CrowdStrike blamed faulty testing software for a botched update 8.5 million Windows machines crashed anywhere in the world, in one post Submit an event review (PIR). “Due to a bug in the Content Validator, one of the two [updates] despite having problematic data, it passed the inspection”, the company promised to take a number of new measures to prevent the problem from recurring.
Big BSOD (blue screen of death) cut off it affected many companies around the world, including airlines, broadcasting companies, the London Stock Exchange and many others. The problem forced Windows machines into a boot loop, requiring technicians to have local access to the machines to recover (Apple and Linux machines were not affected). Like many companies Delta Airlinesstill recovering.
To prevent DDoS and other types of attacks, CrowdStrike has a tool called Falcon Sensor. It ships with kernel-level content (called Sensor Content) that uses a “Template Type” to determine how it defends against threats. If something new comes up, it sends “Rapid Response Content” in the form of “Template Examples”.
The Template Type for the new sensor was released on March 5, 2024 and performed as expected. However, two new Template Samples were released on July 19, and one (just 40KB in size) passed verification despite “problematic data,” CrowdStrike said. “When received by the sensor and uploaded to the Content Translator, [this] An out-of-bounds memory read resulted in an exception that was triggered. This unexpected exception could not be gracefully handled, resulting in a Windows operating system crash (BSOD).”
CrowdStrike has promised to take a number of measures to prevent the incident from happening again. First, local developer testing, content update and rollback testing, stress testing, stability testing, etc. including more comprehensive testing of Rapid Response content. It also adds validation checks and enhances error handling.

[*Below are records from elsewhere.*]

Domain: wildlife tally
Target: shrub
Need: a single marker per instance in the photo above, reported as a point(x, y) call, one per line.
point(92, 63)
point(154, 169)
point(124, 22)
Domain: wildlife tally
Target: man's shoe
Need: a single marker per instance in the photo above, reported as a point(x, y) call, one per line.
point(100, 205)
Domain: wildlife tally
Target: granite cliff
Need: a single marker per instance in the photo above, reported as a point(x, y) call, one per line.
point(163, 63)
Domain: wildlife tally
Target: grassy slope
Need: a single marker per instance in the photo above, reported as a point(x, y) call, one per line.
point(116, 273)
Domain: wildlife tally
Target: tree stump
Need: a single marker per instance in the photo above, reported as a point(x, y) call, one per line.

In addition, the company will begin using a staggered deployment strategy for Rapid Response Content to avoid a repeat of the global outage. It will also provide customers with greater control over the delivery of such content and provide release notes for updates.
However, some analysts and engineers think the company should have implemented such measures from the start. Engineer Florian Roth “CrowdStrike should be aware that these updates are interpreted by drivers and may cause problems” Posted in X. “They should have implemented a tiered deployment strategy for Rapid Response Content from the beginning.”